The latter thrust regulation method may be implemented by a throat-bolt engine. The throat bolt type engine drives the throat bolt to move back and forth in the spray pipe through the servo mechanism, and the throat area of the spray pipe is changed to finish thrust adjustment. When the throat bolt retreats towards the direction of the combustion chamber, the pressure of the combustion chamber is reduced by increasing the throat area, so that the thrust is reduced; when the throat bolt advances towards the direction of the spray pipe, the reduction of the throat area increases the pressure of the combustion chamber, so that the thrust is increased. For the liquid rocket engine, the stepless adjustment of the thrust under a larger variable thrust ratio can be realized by simultaneously adjusting the throat bolt position and the propellant mass flow rate. However, the change of the throat bolt position continuously changes the position and the area of the throat part of the spray pipe, so that the non-traditional throat vibration and flow separation phenomenon occur in the spray pipe, as the throat bolt moves towards the throat part, the included angle between the main flow direction passing through the throat part and the engine axis is increased, an annular blocking area is formed at the original throat part, flow separation occurs at the tail end of the throat bolt and in the expansion section of the spray pipe, and the flow separation is often accompanied with strong unsteady and asymmetric side loads and fluid-solid coupling phenomenon of the flow field, so that the specific flushing of the engine is reduced, and the spray pipe structure and rocket orbit entering precision are endangered.
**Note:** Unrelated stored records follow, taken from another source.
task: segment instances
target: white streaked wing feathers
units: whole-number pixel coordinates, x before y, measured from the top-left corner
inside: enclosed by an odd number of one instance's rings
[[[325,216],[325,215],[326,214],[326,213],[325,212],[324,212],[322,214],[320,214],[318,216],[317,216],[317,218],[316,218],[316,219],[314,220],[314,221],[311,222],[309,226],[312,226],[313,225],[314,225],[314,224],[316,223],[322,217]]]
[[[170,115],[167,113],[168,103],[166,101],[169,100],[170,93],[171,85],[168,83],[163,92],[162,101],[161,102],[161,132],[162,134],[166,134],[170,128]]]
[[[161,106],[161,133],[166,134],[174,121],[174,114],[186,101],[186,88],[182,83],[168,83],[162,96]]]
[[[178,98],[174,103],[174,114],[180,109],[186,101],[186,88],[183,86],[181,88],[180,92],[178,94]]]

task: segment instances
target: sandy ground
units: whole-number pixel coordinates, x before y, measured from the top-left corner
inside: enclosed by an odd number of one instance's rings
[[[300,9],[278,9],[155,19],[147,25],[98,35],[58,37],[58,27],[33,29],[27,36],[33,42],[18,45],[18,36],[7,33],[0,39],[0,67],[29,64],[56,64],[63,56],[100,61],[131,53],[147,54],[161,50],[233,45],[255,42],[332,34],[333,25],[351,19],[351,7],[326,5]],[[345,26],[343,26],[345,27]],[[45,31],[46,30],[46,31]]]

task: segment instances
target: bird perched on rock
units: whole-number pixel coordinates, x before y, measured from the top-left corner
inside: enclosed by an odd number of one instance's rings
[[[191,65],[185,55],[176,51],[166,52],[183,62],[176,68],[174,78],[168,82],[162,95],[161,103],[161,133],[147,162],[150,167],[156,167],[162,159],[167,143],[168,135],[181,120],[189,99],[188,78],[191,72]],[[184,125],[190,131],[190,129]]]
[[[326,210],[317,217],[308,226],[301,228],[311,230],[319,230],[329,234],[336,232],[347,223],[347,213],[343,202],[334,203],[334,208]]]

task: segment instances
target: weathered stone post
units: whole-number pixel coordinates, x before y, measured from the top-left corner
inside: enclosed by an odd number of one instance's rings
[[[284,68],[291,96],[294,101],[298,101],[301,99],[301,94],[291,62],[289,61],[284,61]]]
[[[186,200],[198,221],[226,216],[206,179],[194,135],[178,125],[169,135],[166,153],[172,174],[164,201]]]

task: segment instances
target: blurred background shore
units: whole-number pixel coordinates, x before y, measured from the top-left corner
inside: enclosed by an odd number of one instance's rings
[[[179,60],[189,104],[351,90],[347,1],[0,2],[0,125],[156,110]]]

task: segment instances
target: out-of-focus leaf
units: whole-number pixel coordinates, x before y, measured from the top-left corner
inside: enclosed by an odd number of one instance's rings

Therefore, it is desirable to provide a throat-type expansion bias flow nozzle with an adjustable center pin position and a rocket engine to solve the above-mentioned problems.
Disclosure of Invention
The invention provides a circular throat type expansion bias flow spray pipe with an adjustable center bolt position, which is characterized in that the center bolt of the circular throat type expansion bias flow spray pipe is connected with a linear driving mechanism of a rocket engine by arranging the circular throat type expansion bias flow spray pipe with the adjustable center bolt, so that the problems of jeopardy of a spray pipe structure and rocket in-orbit precision caused by the reduction of specific impulse of the engine in the prior art are solved.
The invention discloses a circular throat type expansion bias flow spray pipe with an adjustable center bolt position, which adopts the following technical scheme: comprising the following steps:
a spray pipe;
the central bolt is arranged in the spray pipe, the cylinder section of the central bolt penetrates out of the head part of the combustion chamber of the spray pipe and is used for being connected with the linear driving mechanism, and the central bolt is connected with the head part of the combustion chamber through the movable sealing ring.
Preferably, the throat area of the nozzle is:
A t =πr C x(sin 3 θ+2sinθ)
wherein A is t Representing the throat area of the nozzle;
x represents the relative distance between the spray pipe and the center bolt;
r C representing the distance from the throat of the spray pipe to the axis of the engine at the corresponding position C of the center bolt;
θ represents the airflow deflection angle of the nozzle.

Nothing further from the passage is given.